Lessons from the Credit-Anstalt Collapse
In May 1931, a Viennese bank named Credit-Anstalt failed. Founded by the famous Rothschild banking family in 1855, Credit-Anstalt was one of the most important financial institutions of the Austro-Hungarian Empire, and its failure came as a shock because it was considered impregnable. The bank not only made loans; it acquired ownership stakes in all kinds of companies throughout the sprawling empire, from sugar producers to the new automobile makers. Its headquarters city, Vienna, was a place of wealth and splendor, famous for its opera, balls, chocolate, psychoanalysis, and the extravagant architecture of the Ringstrasse. The fall of Credit-Anstalt—and the dominoes it helped topple across Continental Europe and the confidence it shredded as far away as the U.S.—wasn't just the failure of a bank: It was a failure of civilization.

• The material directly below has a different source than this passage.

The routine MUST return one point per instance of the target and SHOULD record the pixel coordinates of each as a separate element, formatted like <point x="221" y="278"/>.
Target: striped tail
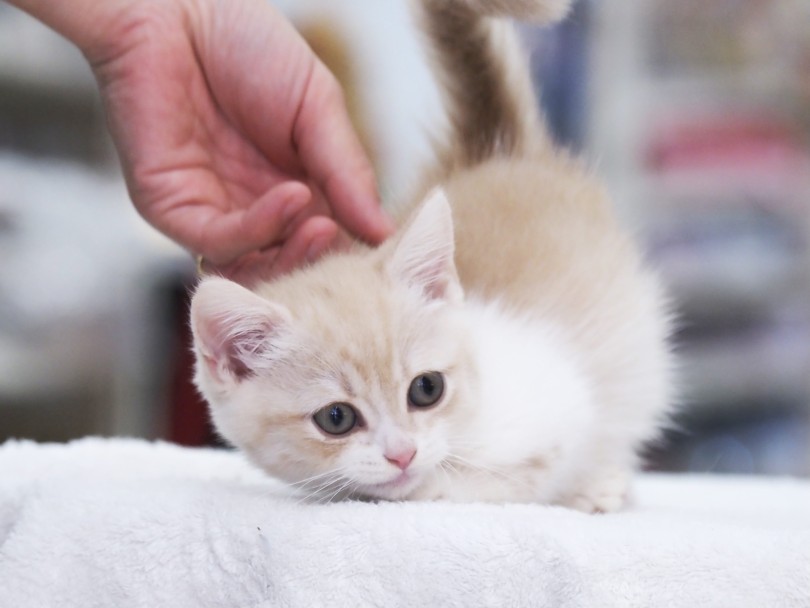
<point x="486" y="83"/>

Once again, Europe's banking system, and by extension its social fabric, is threatened by bad loans. What had been slow-moving fiscal disasters in Greece, Ireland, and Portugal have gathered speed in recent weeks despite rescue packages designed to calm markets and prevent spreading the contagion to Spain, Belgium, and beyond. Portugal's 10-year borrowing costs hit a record 9.3 percent on Apr. 20, up from 7.4 percent just a month before, even as authorities met in Lisbon on an €80 billion ($116 billion) financing package. The higher that creditors drive up interest rates, the more unaffordable the debt becomes—creating the conditions for the very failure they fear. "All of the rescue packages don't really ensure that we can escape this adverse feedback loop that these countries are being trapped in," Christoph Rieger, head of fixed-income strategy at Frankfurt-based Commerzbank (CRZBY), told Bloomberg Television on Apr. 19.